Scrapeman
Docs: Proxy & Scrape.do

Proxy and Scrape.do Mode

Every request in Scrapeman can route through a proxy. You can use any standard HTTP/HTTPS proxy, or flip into Scrape.do native mode to access residential rotation, JS rendering, geo targeting, and automatic ban retry — all from the Settings tab.

Standard Proxy

Configure per-request in the Settings tab of the request builder.

  • ProtocolHTTP or HTTPS
  • Host and Port
  • Auth — username and password for proxy basic authentication

The proxy is applied via undici's ProxyAgent. All fields support {{var}} variable interpolation, so you can store proxy credentials in environment variables.

Scrape.do Native Mode

Flip the Scrape.do toggle in the Settings tab to route the request through Scrape.do's infrastructure instead of sending it directly.

When enabled, the main process rewrites the target URL to api.scrape.do and injects the configured parameters. Your Scrape.do token is stored as a secret environment variable and never appears in history on disk.

Residential Rotation

Automatically rotates the outgoing IP address from Scrape.do's residential pool on every request. No manual proxy list management required.

JS Rendering

Spins up a headless browser on Scrape.do's infrastructure to fully render the target page before returning the response. Useful for SPAs, lazy-loaded content, and anti-bot pages that check for browser fingerprints.

Geo Targeting

Route the request through a specific country by selecting a country code. The outgoing IP will appear to originate from that country.

Ban Retry

When enabled, Scrape.do automatically retries the request if it detects a block or detection response from the target server. Retries are handled server-side and transparent to Scrapeman — you receive the final successful response.

Rotating Proxy

Supply a list of proxy URLs and let Scrapeman rotate through them automatically. In the Settings tab toggle Rotate through multiple proxies and add proxy URLs one per line. Pick a strategy:

  • Round-robin — cycles through the list in order. The position is shared across all concurrent slots in a run, so the Collection Runner rotates per request and the Load Runner rotates per concurrent slot.
  • Random — picks a random proxy for each request.

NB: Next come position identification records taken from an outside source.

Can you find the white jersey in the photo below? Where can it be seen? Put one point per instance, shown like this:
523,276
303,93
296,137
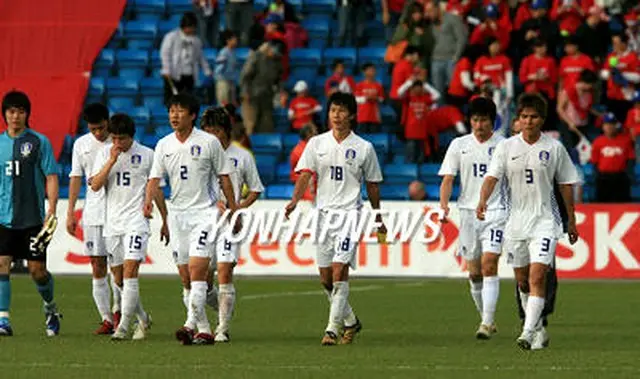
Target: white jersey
341,169
125,189
85,150
191,167
530,171
244,172
471,158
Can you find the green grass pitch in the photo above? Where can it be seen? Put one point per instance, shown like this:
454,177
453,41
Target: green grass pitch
413,328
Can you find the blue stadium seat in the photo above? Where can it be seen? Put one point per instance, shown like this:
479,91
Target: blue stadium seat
280,191
317,26
380,142
400,173
305,58
266,164
132,63
283,172
104,63
152,90
179,6
266,143
347,54
429,173
140,34
394,192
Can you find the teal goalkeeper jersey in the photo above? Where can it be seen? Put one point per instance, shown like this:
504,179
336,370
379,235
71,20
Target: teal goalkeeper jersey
27,160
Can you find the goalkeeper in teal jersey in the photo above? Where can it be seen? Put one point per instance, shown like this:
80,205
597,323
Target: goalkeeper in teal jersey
30,173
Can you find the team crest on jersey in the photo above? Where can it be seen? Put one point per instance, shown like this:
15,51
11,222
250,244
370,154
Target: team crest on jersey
195,151
136,159
26,149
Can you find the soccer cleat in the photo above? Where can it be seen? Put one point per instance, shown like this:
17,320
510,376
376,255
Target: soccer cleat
185,335
142,327
203,339
5,327
53,324
212,299
329,339
119,335
106,327
525,340
350,332
223,337
540,339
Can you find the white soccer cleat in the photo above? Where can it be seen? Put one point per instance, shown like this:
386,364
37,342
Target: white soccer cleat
540,339
525,340
141,328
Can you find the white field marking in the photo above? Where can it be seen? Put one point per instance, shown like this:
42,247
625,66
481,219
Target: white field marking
351,367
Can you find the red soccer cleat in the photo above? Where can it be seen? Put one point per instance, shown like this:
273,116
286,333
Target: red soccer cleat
106,328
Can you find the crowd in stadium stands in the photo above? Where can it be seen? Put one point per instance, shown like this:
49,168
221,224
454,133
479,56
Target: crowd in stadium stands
413,66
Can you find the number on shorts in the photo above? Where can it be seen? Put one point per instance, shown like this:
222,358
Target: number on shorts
202,241
336,172
135,242
123,178
344,246
479,169
528,173
496,235
546,245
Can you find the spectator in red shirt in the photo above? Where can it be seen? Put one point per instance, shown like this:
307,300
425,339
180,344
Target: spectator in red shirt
339,81
419,97
622,73
303,107
613,158
369,93
306,132
490,28
572,64
632,123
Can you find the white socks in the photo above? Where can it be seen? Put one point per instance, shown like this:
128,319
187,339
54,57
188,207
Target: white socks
476,295
490,292
197,301
226,302
130,302
534,308
339,301
102,298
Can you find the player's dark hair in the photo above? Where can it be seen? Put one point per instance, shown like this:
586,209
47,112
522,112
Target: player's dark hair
16,99
346,100
187,101
482,106
188,20
533,101
95,113
217,117
121,124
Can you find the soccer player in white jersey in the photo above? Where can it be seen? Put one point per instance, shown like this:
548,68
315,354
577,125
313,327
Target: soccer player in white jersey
191,159
217,122
85,150
530,161
122,169
480,242
342,162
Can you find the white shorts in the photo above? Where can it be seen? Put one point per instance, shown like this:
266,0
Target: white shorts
340,247
130,246
94,245
521,253
191,234
478,237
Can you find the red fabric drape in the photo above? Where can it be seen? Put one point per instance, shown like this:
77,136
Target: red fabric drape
48,48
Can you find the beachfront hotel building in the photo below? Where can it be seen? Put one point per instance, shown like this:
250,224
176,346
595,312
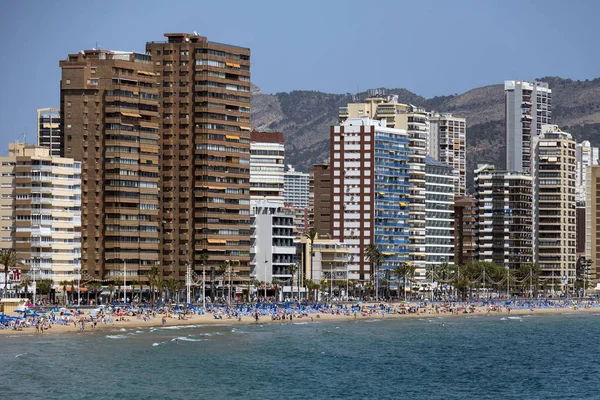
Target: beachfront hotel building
205,152
464,230
554,204
414,120
370,192
447,142
109,112
296,188
592,220
440,183
49,132
504,223
267,155
319,214
272,250
528,107
585,156
40,216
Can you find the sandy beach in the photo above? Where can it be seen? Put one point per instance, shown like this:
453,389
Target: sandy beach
194,319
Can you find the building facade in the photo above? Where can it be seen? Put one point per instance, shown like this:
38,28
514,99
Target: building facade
49,130
585,156
267,156
205,148
273,250
440,183
297,188
40,215
528,107
464,230
554,204
504,219
370,192
320,199
109,109
414,120
447,143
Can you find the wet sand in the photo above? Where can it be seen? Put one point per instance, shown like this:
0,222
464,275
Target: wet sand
134,322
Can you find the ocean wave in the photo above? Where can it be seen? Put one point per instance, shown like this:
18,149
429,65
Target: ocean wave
186,339
116,336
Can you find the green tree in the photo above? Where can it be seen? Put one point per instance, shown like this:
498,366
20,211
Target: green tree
8,258
311,235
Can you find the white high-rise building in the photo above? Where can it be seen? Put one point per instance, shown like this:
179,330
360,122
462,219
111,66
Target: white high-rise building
296,188
586,156
267,168
40,214
528,107
447,143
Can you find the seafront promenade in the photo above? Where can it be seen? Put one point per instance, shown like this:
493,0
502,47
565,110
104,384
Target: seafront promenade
63,320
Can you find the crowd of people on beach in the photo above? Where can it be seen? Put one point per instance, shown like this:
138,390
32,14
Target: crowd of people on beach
42,319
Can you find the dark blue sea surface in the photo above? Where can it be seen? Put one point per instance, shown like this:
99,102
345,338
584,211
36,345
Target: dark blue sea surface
484,357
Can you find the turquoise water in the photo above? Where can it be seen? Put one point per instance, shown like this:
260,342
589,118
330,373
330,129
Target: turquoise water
537,357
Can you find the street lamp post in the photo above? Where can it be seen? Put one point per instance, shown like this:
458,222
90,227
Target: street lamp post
507,283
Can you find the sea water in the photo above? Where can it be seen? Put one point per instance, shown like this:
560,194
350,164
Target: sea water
486,357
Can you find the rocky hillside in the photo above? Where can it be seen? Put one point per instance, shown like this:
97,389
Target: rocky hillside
304,117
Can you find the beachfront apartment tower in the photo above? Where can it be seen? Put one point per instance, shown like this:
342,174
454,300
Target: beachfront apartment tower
40,216
109,110
504,223
585,156
296,186
440,183
267,155
464,230
528,107
554,204
447,143
370,192
205,152
319,214
49,132
414,120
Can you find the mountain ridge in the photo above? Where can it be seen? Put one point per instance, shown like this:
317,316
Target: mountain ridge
304,117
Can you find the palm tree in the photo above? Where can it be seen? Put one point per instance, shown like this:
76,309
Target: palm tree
111,290
404,270
375,258
8,258
153,277
311,235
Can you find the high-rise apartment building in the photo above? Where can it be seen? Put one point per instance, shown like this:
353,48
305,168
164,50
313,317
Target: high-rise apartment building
40,216
592,221
447,143
109,109
414,120
267,155
273,250
504,226
205,148
585,156
49,131
320,199
440,183
297,185
370,188
528,107
554,204
464,230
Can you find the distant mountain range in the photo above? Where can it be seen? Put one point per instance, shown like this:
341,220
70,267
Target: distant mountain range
304,117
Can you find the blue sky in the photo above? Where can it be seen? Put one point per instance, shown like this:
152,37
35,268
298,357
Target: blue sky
429,47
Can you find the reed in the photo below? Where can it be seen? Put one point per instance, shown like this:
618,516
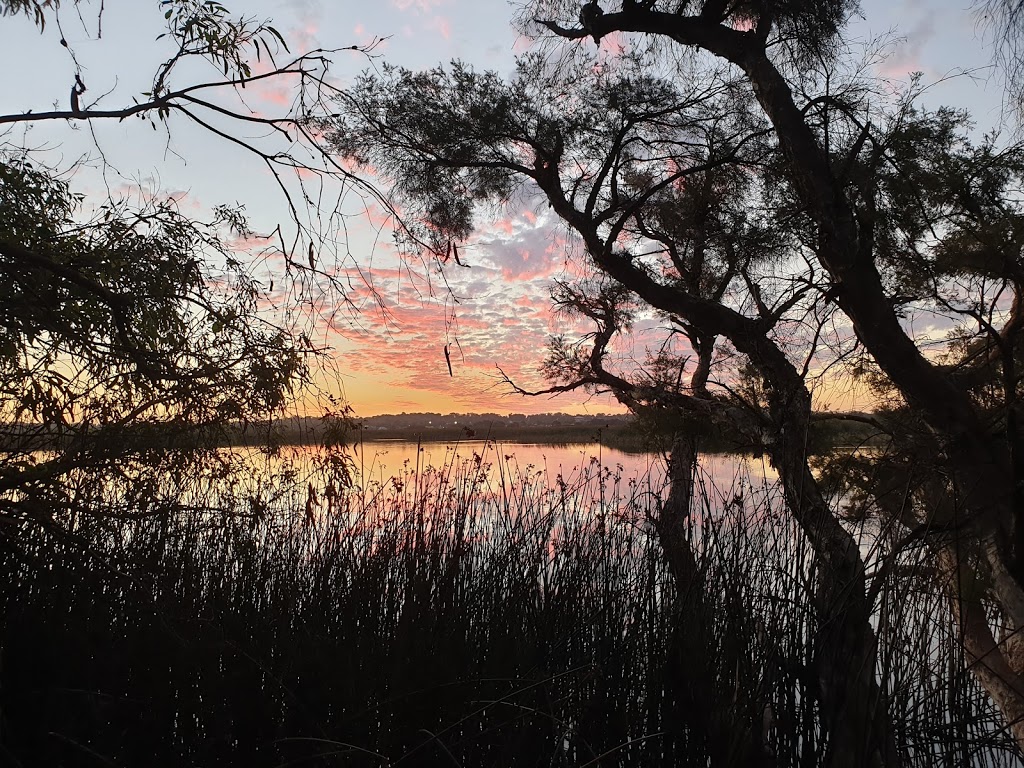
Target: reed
474,613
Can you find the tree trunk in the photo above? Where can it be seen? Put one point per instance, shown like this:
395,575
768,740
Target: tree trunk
853,705
730,740
989,660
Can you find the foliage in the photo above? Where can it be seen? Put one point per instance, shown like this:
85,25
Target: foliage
475,611
733,175
129,326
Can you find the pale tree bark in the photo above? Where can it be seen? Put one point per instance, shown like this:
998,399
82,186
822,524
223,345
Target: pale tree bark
981,466
989,660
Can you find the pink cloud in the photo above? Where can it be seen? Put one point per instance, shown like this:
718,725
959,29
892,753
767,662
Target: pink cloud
423,6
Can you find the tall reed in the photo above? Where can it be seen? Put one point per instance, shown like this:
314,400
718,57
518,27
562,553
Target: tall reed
474,613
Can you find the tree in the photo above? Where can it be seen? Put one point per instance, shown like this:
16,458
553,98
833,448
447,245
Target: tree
756,197
129,328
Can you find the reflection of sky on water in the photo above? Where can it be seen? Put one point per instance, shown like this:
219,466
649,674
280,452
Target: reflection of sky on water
721,479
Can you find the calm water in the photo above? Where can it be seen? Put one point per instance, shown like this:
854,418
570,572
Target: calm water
378,462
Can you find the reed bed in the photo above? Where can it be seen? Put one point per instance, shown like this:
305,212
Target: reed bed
474,613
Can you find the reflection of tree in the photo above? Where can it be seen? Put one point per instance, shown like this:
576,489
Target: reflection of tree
127,329
754,199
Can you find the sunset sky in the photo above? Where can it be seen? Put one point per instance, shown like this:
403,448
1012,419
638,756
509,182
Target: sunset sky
389,353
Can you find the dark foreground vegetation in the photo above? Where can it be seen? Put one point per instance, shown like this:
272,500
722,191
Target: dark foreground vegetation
455,616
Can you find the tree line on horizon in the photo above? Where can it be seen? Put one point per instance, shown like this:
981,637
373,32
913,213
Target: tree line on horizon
737,174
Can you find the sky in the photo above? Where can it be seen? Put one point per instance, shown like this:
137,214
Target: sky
388,332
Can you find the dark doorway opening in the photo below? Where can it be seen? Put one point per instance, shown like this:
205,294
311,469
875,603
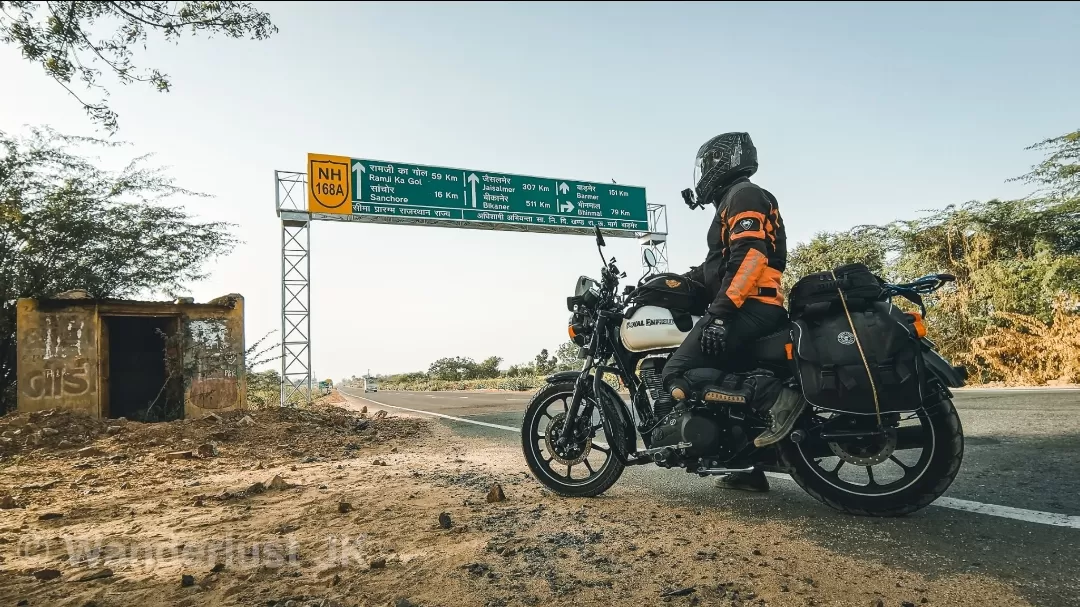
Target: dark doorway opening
139,386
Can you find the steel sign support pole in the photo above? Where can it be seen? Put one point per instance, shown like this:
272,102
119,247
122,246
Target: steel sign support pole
295,289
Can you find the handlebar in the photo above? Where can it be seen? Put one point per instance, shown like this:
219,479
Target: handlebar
923,285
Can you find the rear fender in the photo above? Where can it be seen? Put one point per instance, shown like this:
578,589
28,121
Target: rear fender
949,375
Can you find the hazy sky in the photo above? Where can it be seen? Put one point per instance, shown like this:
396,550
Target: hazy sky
861,113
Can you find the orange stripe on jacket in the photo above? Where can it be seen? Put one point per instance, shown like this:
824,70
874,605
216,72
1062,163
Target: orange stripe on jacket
758,233
744,283
770,279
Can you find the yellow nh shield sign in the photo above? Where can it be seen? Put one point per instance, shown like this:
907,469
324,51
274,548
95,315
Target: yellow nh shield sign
329,185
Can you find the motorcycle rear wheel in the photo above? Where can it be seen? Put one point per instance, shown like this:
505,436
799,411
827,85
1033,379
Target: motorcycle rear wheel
920,485
547,461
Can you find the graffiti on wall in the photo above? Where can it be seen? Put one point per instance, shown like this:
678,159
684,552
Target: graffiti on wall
61,336
57,358
213,363
57,382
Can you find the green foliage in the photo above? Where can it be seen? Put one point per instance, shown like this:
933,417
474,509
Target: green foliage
264,389
864,244
1012,258
544,364
1060,172
567,355
63,38
458,368
66,224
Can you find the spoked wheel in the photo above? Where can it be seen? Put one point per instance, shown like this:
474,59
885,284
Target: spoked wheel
585,467
898,472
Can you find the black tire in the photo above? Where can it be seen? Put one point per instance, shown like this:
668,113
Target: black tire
599,480
934,477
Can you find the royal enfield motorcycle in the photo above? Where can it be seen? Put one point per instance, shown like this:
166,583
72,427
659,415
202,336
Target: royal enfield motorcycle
879,434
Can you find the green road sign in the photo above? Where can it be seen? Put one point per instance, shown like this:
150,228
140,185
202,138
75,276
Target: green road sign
416,191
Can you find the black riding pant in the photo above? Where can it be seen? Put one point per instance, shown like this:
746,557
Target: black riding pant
752,322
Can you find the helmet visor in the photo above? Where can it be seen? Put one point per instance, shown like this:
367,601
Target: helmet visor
702,164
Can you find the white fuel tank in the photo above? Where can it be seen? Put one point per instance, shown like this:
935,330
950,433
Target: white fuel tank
651,328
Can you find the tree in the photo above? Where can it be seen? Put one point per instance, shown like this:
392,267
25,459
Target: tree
863,244
451,368
62,38
1060,172
66,225
544,363
567,356
488,368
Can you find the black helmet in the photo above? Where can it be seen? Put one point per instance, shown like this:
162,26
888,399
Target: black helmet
720,160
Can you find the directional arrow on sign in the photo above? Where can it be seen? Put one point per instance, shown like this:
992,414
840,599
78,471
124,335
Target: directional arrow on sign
359,170
472,180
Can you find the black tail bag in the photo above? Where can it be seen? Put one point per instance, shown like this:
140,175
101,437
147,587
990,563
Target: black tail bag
818,294
834,375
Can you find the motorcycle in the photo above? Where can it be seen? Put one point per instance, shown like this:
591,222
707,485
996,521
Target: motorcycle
579,433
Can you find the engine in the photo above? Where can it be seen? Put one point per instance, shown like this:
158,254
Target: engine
715,433
651,374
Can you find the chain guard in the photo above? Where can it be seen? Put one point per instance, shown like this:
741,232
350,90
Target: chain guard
861,458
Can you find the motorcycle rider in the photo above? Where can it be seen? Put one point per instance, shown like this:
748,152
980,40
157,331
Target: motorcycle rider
747,253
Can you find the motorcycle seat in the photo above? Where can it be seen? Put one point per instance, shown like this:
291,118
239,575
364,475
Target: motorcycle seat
772,348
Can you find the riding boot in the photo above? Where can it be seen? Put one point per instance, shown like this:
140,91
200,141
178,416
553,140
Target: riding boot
783,414
754,481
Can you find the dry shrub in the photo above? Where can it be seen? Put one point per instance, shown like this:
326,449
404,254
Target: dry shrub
1028,351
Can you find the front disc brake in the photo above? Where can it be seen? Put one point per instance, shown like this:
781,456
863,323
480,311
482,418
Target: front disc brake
570,455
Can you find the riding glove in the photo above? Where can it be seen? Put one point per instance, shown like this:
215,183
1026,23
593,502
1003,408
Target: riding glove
714,337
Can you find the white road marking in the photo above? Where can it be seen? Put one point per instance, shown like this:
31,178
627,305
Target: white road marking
1010,390
1052,518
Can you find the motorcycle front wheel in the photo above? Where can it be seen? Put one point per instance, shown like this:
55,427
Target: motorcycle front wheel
874,477
585,468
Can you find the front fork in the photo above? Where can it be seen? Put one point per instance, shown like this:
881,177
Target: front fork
599,332
580,386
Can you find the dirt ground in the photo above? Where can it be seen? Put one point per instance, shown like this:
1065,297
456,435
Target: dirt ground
331,507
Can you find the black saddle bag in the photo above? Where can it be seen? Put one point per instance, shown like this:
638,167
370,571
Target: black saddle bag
818,294
833,373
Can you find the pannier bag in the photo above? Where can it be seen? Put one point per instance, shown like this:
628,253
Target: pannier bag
833,373
817,295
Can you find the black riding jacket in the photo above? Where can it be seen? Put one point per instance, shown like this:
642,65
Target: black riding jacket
747,250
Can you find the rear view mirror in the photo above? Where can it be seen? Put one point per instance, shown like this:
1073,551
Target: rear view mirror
650,258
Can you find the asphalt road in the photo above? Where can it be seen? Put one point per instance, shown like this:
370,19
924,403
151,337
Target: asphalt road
1022,452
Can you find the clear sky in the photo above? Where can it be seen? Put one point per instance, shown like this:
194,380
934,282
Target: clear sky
862,112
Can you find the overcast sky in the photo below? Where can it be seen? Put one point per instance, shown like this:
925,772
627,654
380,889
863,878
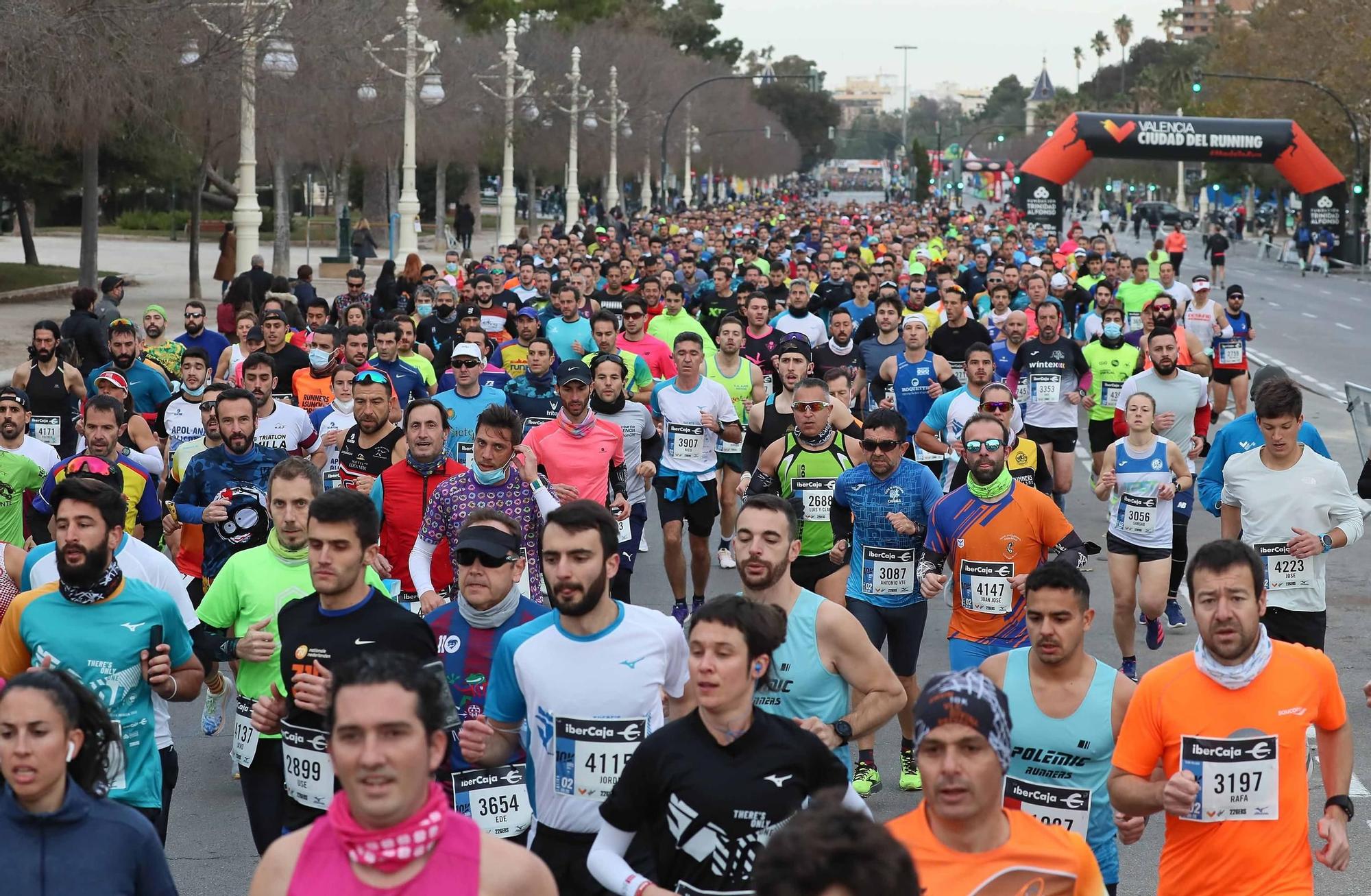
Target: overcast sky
858,37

When the rotate list is non-empty, the single URL field is ignored. If the list is empty, the single URL is used.

User-Agent Presets

The Settings tab has a User-Agent picker with 9 presets. Select one to set the User-Agent header for that request. A preview shows the exact UA string below the picker. A custom User-Agent in the Headers tab always overrides the preset.

Preset Label
scrapemanScrapeman <version> (default)
chrome-macosChrome 124 macOS
chrome-windowsChrome 124 Windows
firefox-macosFirefox 125 macOS
firefox-windowsFirefox 125 Windows
safari-macosSafari 17 macOS
safari-iosSafari 17 iOS
googlebotGooglebot 2.1
curlcurl 8.7

Anti-Bot Detection

After every request, Scrapeman inspects the response for anti-bot signals and shows a dismissable banner above the body when one is found.

Signal Trigger
Cloudflarecf-ray header present, or HTTP 403 with a Cloudflare browser-check body
Rate limitedHTTP 429 or a Retry-After header
CAPTCHABody contains hcaptcha, recaptcha, captcha-container, or turnstile
Bot blockHTTP 403 with body matching access denied, bot detected, automated access, or automated request

When a Retry-After header is present, the seconds-to-wait countdown shows in the banner. Cloudflare is checked before rate limit, rate limit before CAPTCHA, CAPTCHA before bot block. Only one signal is shown per response.

Rate Limiting

Per-request rate limit controls the delay the Collection Runner and Load Runner insert between requests. It has no effect on a single send. Configure under Settings → Rate limit:

  • Fixed delay — wait this many milliseconds after each request.
  • Jitter min / max — add a random extra delay between min and max ms on top.

Run-level delay (from the Load Runner config) and per-request rate limit stack in a non-additive way: if the run-level delay is greater than 0, the per-request rate limit is not added on top.